Dr. Claire Bonial from the U.S. Army Combat Capabilities Development Command’s Army Research Laboratory recently represented the laboratory in the NATO IST-ET-111 Knowledge Representation and Reasoning working group in Salisbury, England. The group, made up of researchers from Germany, Canada, the United Kingdom and the United States, aims to detail the landscape of knowledge representation and reasoning in order to make recommendations for NATO leveraging these technologies. It was formed as a continuation and focusing of other lines of research explored by past NATO Information Systems Technology panels, such as the Content-Based Multi-media Analytics, or NATO IST-144. The working group is preparing an international science and technology strategy document describing the state-of-the-art in knowledge representation and reasoning.

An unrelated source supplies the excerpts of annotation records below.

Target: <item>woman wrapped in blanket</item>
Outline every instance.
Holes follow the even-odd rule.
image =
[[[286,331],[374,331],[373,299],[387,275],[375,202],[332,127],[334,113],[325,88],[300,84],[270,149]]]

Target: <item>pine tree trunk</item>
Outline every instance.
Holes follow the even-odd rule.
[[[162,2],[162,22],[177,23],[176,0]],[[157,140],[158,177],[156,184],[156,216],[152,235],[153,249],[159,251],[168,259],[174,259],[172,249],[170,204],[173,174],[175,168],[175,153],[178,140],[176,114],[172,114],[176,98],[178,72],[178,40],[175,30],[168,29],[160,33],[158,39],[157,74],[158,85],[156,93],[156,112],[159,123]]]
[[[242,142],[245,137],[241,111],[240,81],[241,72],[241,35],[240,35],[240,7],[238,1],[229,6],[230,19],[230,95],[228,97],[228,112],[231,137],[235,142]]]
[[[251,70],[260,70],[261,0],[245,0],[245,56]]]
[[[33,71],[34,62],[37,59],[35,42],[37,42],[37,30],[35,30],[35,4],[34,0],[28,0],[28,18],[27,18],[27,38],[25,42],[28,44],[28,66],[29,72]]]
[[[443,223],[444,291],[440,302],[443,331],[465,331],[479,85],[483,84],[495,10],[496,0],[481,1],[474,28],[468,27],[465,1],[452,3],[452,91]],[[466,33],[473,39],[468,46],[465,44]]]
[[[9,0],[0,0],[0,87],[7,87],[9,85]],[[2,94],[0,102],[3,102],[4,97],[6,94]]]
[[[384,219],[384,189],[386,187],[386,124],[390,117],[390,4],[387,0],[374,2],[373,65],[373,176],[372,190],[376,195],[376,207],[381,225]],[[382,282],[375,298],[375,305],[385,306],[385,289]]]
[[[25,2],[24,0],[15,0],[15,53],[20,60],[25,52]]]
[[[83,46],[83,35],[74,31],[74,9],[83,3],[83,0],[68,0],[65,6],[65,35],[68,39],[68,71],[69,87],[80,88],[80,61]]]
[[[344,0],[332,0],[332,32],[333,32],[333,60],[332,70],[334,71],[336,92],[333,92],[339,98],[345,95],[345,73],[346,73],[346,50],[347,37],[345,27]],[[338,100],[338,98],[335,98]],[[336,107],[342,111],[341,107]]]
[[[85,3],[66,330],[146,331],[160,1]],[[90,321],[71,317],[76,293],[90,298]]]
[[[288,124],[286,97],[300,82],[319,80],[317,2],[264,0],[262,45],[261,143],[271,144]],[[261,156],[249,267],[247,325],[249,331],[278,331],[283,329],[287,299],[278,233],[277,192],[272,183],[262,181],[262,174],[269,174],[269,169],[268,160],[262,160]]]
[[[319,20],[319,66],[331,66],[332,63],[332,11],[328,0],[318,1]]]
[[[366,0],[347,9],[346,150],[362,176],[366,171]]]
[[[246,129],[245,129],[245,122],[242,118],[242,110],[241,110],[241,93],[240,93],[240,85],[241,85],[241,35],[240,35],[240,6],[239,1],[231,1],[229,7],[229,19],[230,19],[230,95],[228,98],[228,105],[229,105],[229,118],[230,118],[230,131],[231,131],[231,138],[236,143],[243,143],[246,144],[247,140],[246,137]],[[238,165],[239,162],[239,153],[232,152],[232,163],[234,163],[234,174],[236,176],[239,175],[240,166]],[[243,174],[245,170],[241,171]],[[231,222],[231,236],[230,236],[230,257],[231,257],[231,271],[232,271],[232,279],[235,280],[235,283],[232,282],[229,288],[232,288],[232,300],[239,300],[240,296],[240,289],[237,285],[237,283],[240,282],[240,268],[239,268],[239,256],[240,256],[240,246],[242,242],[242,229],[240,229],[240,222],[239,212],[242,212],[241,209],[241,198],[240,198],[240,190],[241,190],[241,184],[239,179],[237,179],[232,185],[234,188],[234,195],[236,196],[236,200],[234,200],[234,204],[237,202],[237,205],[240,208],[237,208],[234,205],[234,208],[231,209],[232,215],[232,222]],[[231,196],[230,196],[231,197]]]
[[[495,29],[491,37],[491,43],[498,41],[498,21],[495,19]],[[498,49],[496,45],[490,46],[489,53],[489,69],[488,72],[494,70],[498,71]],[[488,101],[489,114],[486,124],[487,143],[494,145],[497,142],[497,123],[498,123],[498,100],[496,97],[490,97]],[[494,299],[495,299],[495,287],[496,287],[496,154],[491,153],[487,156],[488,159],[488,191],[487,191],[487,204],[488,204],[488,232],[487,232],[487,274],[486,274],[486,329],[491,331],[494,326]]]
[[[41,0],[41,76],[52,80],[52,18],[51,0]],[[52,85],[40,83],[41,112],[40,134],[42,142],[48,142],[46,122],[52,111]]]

According to Bonial, increasingly, industry approaches to knowledge representation and reasoning are moving towards big-data, black-box machine learning. The group will investigate how they can leverage such approaches, but also explore the specific challenges to NATO and coalition forces, which often lack sufficient amounts of data and require more transparency and explainability than the problems addressed by industry research. “We will explore and summarize alternative approaches from academia and coalition research groups and make recommendations for how NATO can leverage existing technologies for knowledge representation and reasoning as well as make suggestions for promising future directions and standardization/interoperability of representations,” Bonial said.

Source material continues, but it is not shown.